Die US-Behörde ICE ist für Abschiebungen zuständig. Jetzt gibt es Dokumente, laut denen die Behörde Roboter-Hunde der Firma Boston Dynamics kaufen will. Dafür sollen bis zu zwei Millionen Dollar ausgegeben werden. Solche Roboter sehen aus wie große Hunde, können aber nicht beißen. Sie fahren auf vier Beinen und haben Kameras und Sensoren an Bord, mit denen sie ihre Umgebung scannen.

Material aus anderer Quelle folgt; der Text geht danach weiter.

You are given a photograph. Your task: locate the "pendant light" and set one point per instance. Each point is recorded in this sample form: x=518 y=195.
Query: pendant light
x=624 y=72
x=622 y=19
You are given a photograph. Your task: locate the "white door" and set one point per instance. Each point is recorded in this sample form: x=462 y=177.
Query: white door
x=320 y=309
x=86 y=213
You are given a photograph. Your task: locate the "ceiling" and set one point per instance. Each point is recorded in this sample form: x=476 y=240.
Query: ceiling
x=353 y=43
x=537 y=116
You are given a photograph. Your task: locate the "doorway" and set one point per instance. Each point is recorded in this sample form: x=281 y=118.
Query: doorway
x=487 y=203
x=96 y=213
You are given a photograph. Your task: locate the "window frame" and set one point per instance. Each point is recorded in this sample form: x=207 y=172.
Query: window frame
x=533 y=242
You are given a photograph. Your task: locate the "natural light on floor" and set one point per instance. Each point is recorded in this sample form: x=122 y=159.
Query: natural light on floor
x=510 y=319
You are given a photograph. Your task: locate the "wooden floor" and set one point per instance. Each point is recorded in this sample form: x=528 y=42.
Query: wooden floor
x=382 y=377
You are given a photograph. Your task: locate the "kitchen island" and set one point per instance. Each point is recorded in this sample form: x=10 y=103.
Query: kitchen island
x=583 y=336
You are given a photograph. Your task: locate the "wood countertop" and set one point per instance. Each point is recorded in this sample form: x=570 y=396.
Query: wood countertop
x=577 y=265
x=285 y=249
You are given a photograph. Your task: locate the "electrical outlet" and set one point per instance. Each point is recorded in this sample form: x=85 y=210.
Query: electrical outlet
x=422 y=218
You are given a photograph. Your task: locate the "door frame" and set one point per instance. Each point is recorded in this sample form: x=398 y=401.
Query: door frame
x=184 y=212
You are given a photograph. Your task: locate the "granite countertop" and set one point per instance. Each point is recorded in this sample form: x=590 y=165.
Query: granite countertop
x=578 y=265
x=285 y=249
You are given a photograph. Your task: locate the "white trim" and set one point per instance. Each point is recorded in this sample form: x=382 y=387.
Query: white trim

In den Papieren steht, wofür die Roboter genutzt werden könnten: für Lageerfassungen und Gefahrenbewertungen. Das bedeutet, sie sollen zum Beispiel Bilder aus schwer einsehbaren Bereichen schicken und so den Einsatzkräften einen Überblick verschaffen.

Es gibt Menschen, die das gut finden. Sie sagen: Wenn Roboter gefährliche Bereiche erkunden, müssen weniger Menschen in Risikosituationen gehen. Andere finden den Plan problematisch. Sie sorgen sich, dass immer mehr Aufgaben, bei denen Gewalt im Spiel sein kann, an Maschinen ausgelagert werden. Außerdem fragen sie, wer eigentlich kontrolliert, was so ein Roboter tut.